Temi classici della poesia italiana,soprattutto del tardo ottocento,i temi ben si addicono alla poesia confessione,all'espressione intimistica delle melodie del sentimento.
Angelo Gabriele Fierro,pertanto,immerge sempre gli accadimenti umani in quadri naturali
che assumono valore simbolico e dentro i quali intesse il dialogo tra lo spirito e il cielo,i boschi,le acque e le voci misteriose delle cose.
La lingua è scarna,ma si colora di risonanze limpide per uno stato di nostalgia in cui si muove per l'ispirazione poetica.
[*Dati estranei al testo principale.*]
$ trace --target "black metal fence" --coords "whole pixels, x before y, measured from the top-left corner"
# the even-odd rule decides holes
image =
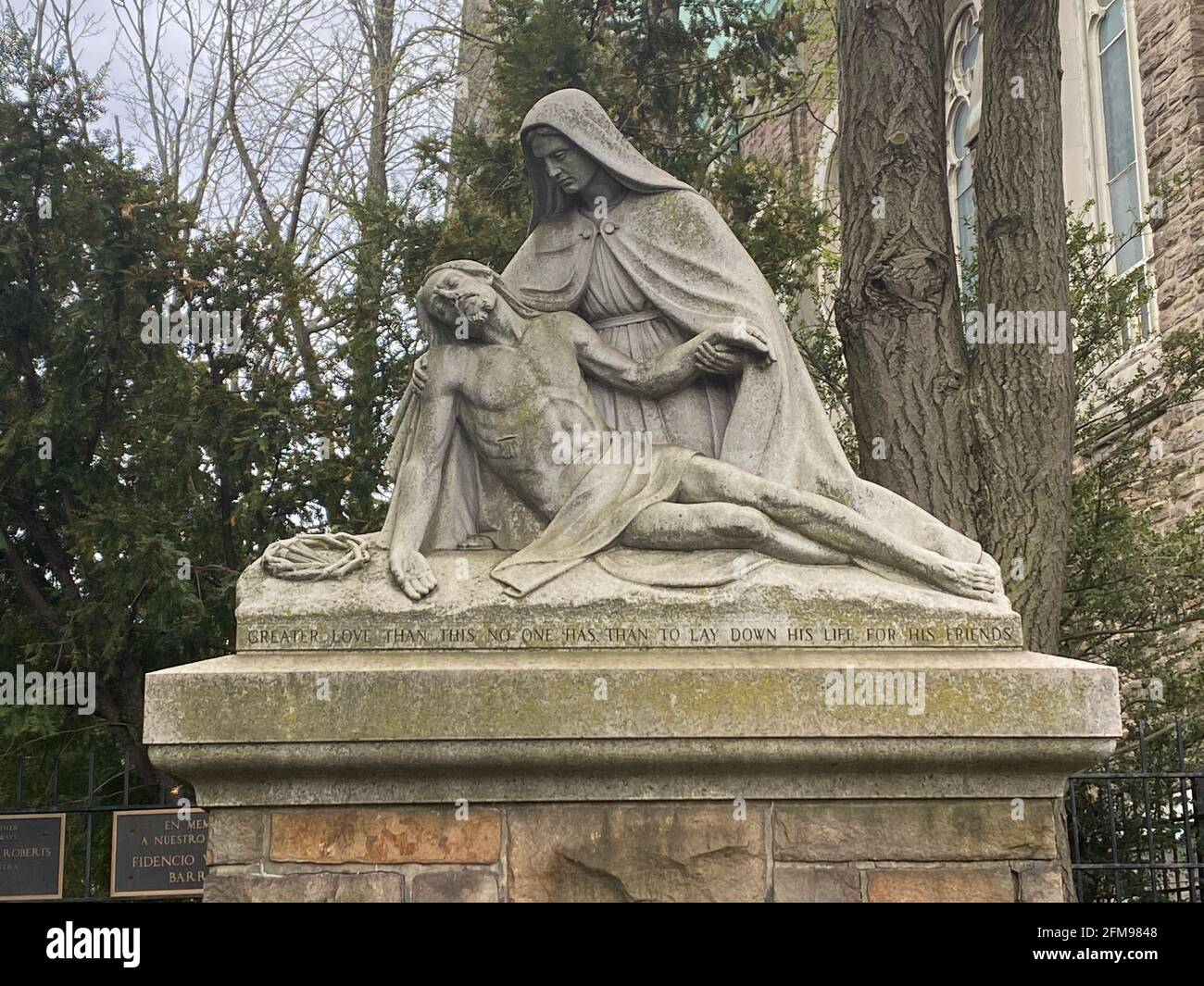
[[[1204,899],[1204,763],[1188,764],[1176,720],[1074,774],[1070,860],[1084,903]]]
[[[66,815],[66,836],[63,850],[64,901],[122,901],[110,896],[111,838],[114,811],[178,808],[182,791],[170,779],[160,781],[158,790],[144,784],[131,784],[130,761],[125,757],[117,771],[113,761],[101,760],[104,777],[98,778],[98,756],[88,754],[87,779],[82,775],[82,758],[71,762],[72,777],[64,779],[63,762],[58,756],[16,757],[10,797],[0,797],[0,815],[35,815],[63,813]],[[84,781],[83,785],[79,781]],[[5,785],[6,787],[7,785]],[[79,786],[83,791],[79,792]],[[66,787],[67,790],[60,790]],[[70,789],[75,789],[75,791]],[[4,793],[4,787],[0,787]],[[191,792],[189,791],[188,795]],[[14,797],[13,797],[14,795]],[[5,802],[8,803],[5,803]],[[138,899],[181,901],[190,898],[147,897]]]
Il tono di fondo è pessimistico,con esiti duri e sentenze amare e visioni di catastrofi e irrimediabili sconfitte.
Apprezzabile in questa tematica poetica spontanea,la delicatezza delle osservazioni più semplici e immediate,dove la lingua è piana e chiara e dove la contemplazione è armonica e serena. Poeta dall'ispirazione pensosa,che bene suona il flauto dolce e le nenie delicate,perciò riesce convincente nelle tenui sfumature e nella pacata e lineare monodia.